Wien – Die Karriere von Pierre Boulez war noch jung, als er im Jänner 1957 erstmals im Wiener Konzerthaus dirigierte. In den Zeitungen setzte es schwere Verrisse. Und dennoch kehrte der Franzose oft und gerne nach Wien zurück: 41-mal gastierte er im Konzerthaus, ab 1978 als Ehrenmitglied der Institution. Im Jänner 2016 starb Boulez 90-jährig.

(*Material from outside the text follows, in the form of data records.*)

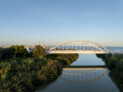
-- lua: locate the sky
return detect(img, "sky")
[0,0,123,47]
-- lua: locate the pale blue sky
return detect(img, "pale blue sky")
[0,0,123,46]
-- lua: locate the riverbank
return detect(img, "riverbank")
[97,54,123,92]
[0,54,78,92]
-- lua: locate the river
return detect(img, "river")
[35,54,119,92]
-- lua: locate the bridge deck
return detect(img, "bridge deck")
[49,50,107,54]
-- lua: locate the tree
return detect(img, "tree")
[32,45,46,58]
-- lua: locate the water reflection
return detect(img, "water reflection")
[59,66,108,83]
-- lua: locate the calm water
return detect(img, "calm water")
[36,54,119,92]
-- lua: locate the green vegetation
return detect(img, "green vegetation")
[97,54,123,92]
[0,45,78,92]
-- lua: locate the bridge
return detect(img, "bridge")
[59,66,108,83]
[47,40,109,54]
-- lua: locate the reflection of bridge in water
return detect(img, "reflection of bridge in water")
[59,66,108,83]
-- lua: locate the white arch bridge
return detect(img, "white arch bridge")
[47,40,109,54]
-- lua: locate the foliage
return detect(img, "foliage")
[0,52,78,92]
[0,48,13,60]
[97,54,123,92]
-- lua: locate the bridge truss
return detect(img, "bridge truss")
[48,40,109,54]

Das Konzerthaus widmet dem Künstler von 7. Mai bis 23. Juni nun ein umfassendes Porträt. Im Rahmen des alle zwei Jahre stattfindenden Internationalen Musikfests soll in insgesamt 14 Konzerten Pierre Boulez Gesamtwerk zur Aufführung gelangen. "Er hat seine Kompositionen oft revidiert, verworfen oder neu überarbeitet", erklärt Intendant Matthias Naske. "Wir wollen ausschließlich Werke zeigen, die der Komponist selbst als letztgültig anerkannt hat."

Auftakt mit Barenboim

Das Eröffnungskonzert mit den Wiener Philharmonikern findet am 14. Mai statt. Unter der Leitung von Daniel Barenboim stehen Boulez Notations I-IV für Orchester auf dem Programm, außerdem Smetanas Mein Vaterland. Den Auftakt dazu gibt Barenboim bereits am 7. Mai mit dem Boulez-Ensemble (Structures pour deux pianos und Schönbergs Verklärte Nacht).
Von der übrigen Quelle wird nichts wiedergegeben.